When we boarded the Havalon Beaver float plane the reality was setting in. We would be off into the boreal forest of the great north and left there for four days in total isolation. As the plane took off (at a mere 50 mph) we flew for forty minutes into the wilderness. Nothing but lakes and forest below us the entire time. It was surreal. The Pilot did a fly by of our cabin so we could get a look at the lake from above and then turning south, he pointed the nose of the plane into the breeze and with the gentleness of a mother hen and her chicks, he set the plane on the calm water as smooth as a new jar of peanut butter.

Idling to the floating dock, we moored the plane and unloaded our gear. A short instruction on how to use the 2 way radio and he was off.

Standing there on the dock watching as the plane taxied down the lake was a feeling like I've not experienced. As the engine roared and he began his stretch down the lake to take off, I marveled at the ability of the pilot to maneuver this ancient plane into the air. Barely clearing the water, he tipped his wing at me as he went by and soared over the trees. I stood watching and listening until the stillness and silence overcame the surroundings.

For the next four days, we would not see another soul. The amenities at Grew Lake are superior, especially for a cabin so far from anything. 14' Lowe semi-V boats. Each with a 9.9-hp four-stroke Yamaha engine and all the gas we need. There was one boat for every two people. Since this cabin slept 8, there were four boats and engines available for us to use along with a canoe.
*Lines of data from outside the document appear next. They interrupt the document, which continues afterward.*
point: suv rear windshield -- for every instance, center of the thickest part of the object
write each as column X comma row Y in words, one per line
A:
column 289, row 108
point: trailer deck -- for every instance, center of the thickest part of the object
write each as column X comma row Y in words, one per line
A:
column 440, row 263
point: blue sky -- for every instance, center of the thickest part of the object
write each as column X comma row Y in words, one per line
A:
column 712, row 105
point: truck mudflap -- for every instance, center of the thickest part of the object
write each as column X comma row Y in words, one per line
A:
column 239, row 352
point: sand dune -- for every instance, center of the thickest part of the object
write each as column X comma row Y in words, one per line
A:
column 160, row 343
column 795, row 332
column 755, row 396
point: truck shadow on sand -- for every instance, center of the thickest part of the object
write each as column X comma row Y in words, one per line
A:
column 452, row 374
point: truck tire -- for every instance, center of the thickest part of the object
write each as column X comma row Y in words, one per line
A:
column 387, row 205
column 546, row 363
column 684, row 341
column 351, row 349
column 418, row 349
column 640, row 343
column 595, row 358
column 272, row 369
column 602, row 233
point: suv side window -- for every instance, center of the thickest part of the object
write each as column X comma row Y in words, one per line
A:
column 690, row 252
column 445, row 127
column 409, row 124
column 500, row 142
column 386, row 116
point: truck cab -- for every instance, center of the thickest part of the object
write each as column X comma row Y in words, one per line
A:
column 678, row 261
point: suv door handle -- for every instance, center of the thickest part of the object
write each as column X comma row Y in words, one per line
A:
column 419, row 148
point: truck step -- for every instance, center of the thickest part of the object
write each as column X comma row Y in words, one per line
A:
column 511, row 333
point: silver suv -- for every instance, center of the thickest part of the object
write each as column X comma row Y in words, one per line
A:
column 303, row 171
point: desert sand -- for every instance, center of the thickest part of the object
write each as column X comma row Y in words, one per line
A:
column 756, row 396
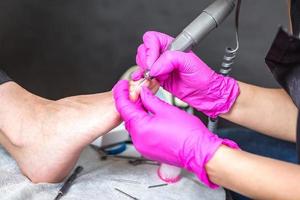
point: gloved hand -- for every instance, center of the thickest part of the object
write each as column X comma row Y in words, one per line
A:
column 167, row 134
column 185, row 75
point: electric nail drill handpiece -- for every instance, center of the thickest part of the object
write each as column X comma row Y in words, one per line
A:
column 209, row 19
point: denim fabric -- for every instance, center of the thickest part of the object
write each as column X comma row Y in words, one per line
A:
column 259, row 144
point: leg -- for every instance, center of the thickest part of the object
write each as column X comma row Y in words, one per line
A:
column 46, row 137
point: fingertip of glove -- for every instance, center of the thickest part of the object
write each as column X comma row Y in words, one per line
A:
column 137, row 75
column 121, row 85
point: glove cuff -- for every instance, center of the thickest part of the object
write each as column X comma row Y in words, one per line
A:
column 198, row 163
column 220, row 97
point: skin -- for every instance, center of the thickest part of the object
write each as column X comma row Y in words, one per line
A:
column 68, row 124
column 272, row 112
column 46, row 137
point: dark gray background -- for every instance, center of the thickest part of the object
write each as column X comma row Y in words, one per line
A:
column 58, row 48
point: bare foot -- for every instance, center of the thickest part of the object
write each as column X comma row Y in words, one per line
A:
column 135, row 87
column 46, row 137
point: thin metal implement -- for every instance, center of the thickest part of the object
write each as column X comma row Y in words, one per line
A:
column 159, row 185
column 68, row 183
column 128, row 195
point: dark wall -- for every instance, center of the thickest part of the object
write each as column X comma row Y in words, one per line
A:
column 57, row 48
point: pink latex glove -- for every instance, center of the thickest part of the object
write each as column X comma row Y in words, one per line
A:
column 185, row 75
column 167, row 134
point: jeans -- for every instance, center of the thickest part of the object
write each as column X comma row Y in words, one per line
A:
column 259, row 144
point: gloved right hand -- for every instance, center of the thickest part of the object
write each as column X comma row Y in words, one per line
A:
column 167, row 134
column 185, row 75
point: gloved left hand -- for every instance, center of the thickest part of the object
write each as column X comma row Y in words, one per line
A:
column 167, row 134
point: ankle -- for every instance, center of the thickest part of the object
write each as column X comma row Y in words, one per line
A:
column 18, row 110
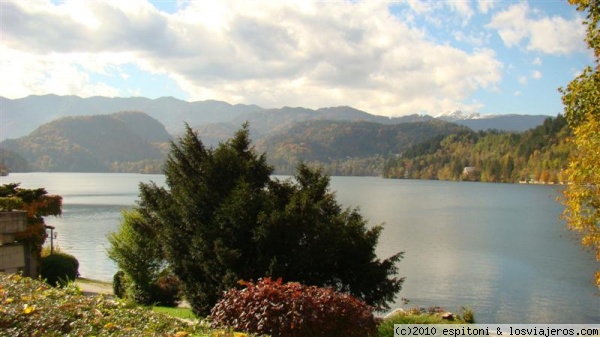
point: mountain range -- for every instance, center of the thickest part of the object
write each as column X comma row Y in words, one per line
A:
column 100, row 134
column 21, row 116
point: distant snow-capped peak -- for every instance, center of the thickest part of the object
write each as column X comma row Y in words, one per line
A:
column 459, row 115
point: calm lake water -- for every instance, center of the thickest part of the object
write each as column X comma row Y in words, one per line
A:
column 500, row 249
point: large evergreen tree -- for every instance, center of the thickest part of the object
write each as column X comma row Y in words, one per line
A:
column 222, row 219
column 582, row 110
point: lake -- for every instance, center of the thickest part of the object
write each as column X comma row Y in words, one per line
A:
column 500, row 249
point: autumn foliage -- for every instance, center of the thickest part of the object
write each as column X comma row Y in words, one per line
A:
column 293, row 310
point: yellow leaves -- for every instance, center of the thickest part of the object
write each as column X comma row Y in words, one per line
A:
column 228, row 334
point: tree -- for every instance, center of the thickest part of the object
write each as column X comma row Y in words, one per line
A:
column 222, row 219
column 137, row 253
column 581, row 99
column 38, row 204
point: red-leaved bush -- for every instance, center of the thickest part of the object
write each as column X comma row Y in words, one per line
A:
column 293, row 310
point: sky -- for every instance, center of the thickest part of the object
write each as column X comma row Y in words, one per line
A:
column 387, row 58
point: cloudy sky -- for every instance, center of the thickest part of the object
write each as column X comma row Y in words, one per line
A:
column 386, row 58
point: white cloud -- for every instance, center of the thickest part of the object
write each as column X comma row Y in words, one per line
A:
column 522, row 80
column 484, row 6
column 519, row 24
column 312, row 54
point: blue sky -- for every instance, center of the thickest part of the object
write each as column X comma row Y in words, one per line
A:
column 386, row 58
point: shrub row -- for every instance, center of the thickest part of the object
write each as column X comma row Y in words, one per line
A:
column 59, row 269
column 166, row 291
column 32, row 308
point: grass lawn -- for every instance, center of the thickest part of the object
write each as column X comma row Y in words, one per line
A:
column 183, row 313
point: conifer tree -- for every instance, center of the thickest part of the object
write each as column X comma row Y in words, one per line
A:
column 222, row 218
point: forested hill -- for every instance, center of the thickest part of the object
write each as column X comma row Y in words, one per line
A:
column 120, row 142
column 347, row 148
column 537, row 155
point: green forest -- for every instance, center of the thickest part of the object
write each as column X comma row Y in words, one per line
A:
column 535, row 156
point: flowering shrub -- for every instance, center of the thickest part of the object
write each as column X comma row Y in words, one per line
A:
column 293, row 310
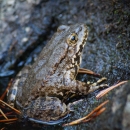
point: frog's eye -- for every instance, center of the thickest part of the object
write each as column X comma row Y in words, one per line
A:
column 72, row 39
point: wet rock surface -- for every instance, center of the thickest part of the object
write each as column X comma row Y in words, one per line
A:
column 25, row 26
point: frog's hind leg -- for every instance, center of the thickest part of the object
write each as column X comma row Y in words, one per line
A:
column 95, row 85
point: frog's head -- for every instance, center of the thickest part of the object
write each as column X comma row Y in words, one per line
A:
column 75, row 39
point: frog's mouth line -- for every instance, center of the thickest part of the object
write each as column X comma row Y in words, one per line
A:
column 49, row 122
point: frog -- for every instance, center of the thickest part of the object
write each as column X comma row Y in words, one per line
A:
column 41, row 87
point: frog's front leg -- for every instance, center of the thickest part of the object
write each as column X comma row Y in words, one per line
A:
column 76, row 86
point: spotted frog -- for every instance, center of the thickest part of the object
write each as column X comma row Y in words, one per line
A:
column 39, row 90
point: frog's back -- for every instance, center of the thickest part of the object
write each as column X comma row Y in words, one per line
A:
column 53, row 59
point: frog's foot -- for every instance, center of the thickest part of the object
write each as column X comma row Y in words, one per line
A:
column 105, row 91
column 86, row 71
column 96, row 112
column 95, row 85
column 7, row 115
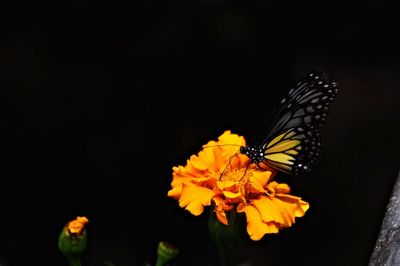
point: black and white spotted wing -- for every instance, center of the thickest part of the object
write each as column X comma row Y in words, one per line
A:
column 293, row 143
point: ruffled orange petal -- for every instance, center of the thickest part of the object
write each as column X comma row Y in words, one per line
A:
column 194, row 198
column 256, row 227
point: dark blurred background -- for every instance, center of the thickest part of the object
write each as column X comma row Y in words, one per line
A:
column 99, row 101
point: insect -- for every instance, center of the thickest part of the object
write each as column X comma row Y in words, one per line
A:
column 292, row 144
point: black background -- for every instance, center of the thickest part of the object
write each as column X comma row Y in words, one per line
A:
column 99, row 101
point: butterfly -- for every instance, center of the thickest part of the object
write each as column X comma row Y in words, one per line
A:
column 292, row 143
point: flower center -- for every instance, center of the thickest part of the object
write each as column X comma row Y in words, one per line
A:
column 236, row 175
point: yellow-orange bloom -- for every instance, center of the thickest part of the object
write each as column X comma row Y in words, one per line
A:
column 76, row 226
column 221, row 177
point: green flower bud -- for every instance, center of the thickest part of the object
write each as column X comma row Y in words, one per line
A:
column 166, row 252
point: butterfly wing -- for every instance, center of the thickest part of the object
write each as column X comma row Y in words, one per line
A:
column 293, row 143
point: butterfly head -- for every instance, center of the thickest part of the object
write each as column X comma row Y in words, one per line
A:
column 256, row 155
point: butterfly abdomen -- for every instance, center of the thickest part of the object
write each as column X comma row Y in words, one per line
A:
column 256, row 155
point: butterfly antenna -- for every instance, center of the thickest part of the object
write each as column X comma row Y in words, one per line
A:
column 229, row 163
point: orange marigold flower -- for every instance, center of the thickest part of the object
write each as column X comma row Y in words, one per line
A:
column 76, row 226
column 221, row 177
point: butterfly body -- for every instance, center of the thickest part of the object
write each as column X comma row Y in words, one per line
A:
column 293, row 141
Over the next four days we fished about 8 hours a day and caught over 50 fish per person per day. We explored the lake. 6 miles long and about a half mile wide at its widest point. Beaver were everywhere. Loons, bald eagles, gulls, all were abundant.

During the evenings, after a meal of walleye and some extras, we sat around a campfire and listened as the loons cried. There is something unique and special about the cry of the loon in the boreal forest of the north. The echo of her cry carries for what seems like miles. Her cry causes the mind to wander, to be perplexed by the nothingness. All stress is released, all worries of life are faded, if for only a few days as the soul is refreshed.

This summer, I am taking my two sons to Kashabowie Outposts for a father-son week of serenity and fishing. This time at Piche Lake. My eldest son is getting married in September, and my youngest is heading off to college in August. So for four days, it will be just us. Driving for over 1,000 miles to spend some time in the wilderness.

My dream was to fly into adventure and fish pristine waters. Now, it is to pause and capture, if only briefly a few days with my sons before life gets in the way. I know the folks at Kashabowie Outposts will do all they can to make this a trip they will remember forever. I am hopeful, in years to come we will tell stories of this trip, and hopefully, one day find a way to repeat it.

Until then, remember that dreams can come true. In fact, I have come to believe that our dreams are God's way of showing us our true potential. Dream big, chase them and they can come true.